Attorney General Eric Holder has the reputation of being soft on terrorism and tough on organized crime; especially Italian, or Italian American organized crime. In early January, Holder made a big splash when he ordered the FBI to arrest 127 men, in and around the New York area, suspected of being associated with organized crime, i.e. – The Mafia, or "Cosa Nostra," as the government likes to call it.
On the day of the mass roundup of organized crime figures, Holder got on the podium before a nation TV audience to announce (brag about?) the arrests. He was so proud, the buttons on Holder's suit seemed ready to burst, even though the vast majority of the men arrested were so "low-level" in organized crime, they need a ladder just to reach the curb.
And how much more of our money do you think the government will spend on 127 prosecutions? And guess whose money they will be spending?
Not Holder's, that's for sure.
The following article appeared in the NY Daily News on July, 20, 2011.
http://articles.nydailynews.com/2011-...
Vinny 'Gorgeous' Basciano sentenced to life in prison plus ten years at Supermax
BY JOHN MARZULLI AND LARRY MCSHANE
DAILY NEWS STAFF WRITERS
Bloodthirsty ex-crime boss Vincent Basciano made a startling admission on Wednesday before he was dispatched to rot behind bars in America's toughest federal prison.
"I was done in by the tapes," the murderous mobster said in federal court, referring to damning jailhouse recordings secretly made by ex-Bonanno chief Joseph Massino.

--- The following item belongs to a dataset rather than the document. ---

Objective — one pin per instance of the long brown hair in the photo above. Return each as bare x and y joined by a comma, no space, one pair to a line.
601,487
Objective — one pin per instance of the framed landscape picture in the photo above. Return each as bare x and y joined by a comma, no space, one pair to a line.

Basciano – spared the death penalty last month by a Brooklyn jury – received a sentence of life plus 10 years from Federal Judge Nicholas Garaufis.
"No punishment is sufficient to right his innumerable wrongs," said Garaufis, who prosecutors say was targeted for murder by Basciano, who is known as "Vinny Gorgeous."
"No words are strong enough to convey the depravity with which he lived his free life."
The 51-year-old gangster is already serving a life sentence for a previous murder. He strode into the courtroom smiling and carrying a carton filled with legal papers.
Asked if he wanted to make a statement about murder victim Randolph Pizzolo, Basciano instead whined about his woes.
"I'm broke, I have no money," he said during a rambling speech, griping that he was denied a fair trial and demanding a new lawyer so he could sue an inmate who snitched on him.
The Basciano jury cited Massino's bloodier past – including a dozen murders – in deciding on a life sentence rather than death for Vinny Gorgeous.
Basciano was convicted of capital murder for ordering a November 2004 mob hit against Bonanno associate Pizzolo. He was previously found guilty in the 2001 murder of Bronx junkie Frank Santoro.
He's headed for the super-maximum security prison in Florence, Colo., where he will join the worst of the worst inmates in Cell Block H.
Basciano's neighbors will include terrorists like World Trade Center bomber Ramzi Yousef and shoe-bomber Richard Reid.
Despite his claimed lack of cash, prosecutors said they intend to collect a $5 million forfeiture order from Basciano's prior trial – and repay the Pizzolo family $21,000 in funeral expenses.
The judge noted that Basciano is proof there is no glory in the Mafia. "Basciano stands here today, proof of its reality – a crumbling facade, beneath which lies a bleak, pathetic and ignorant life," Garaufis said.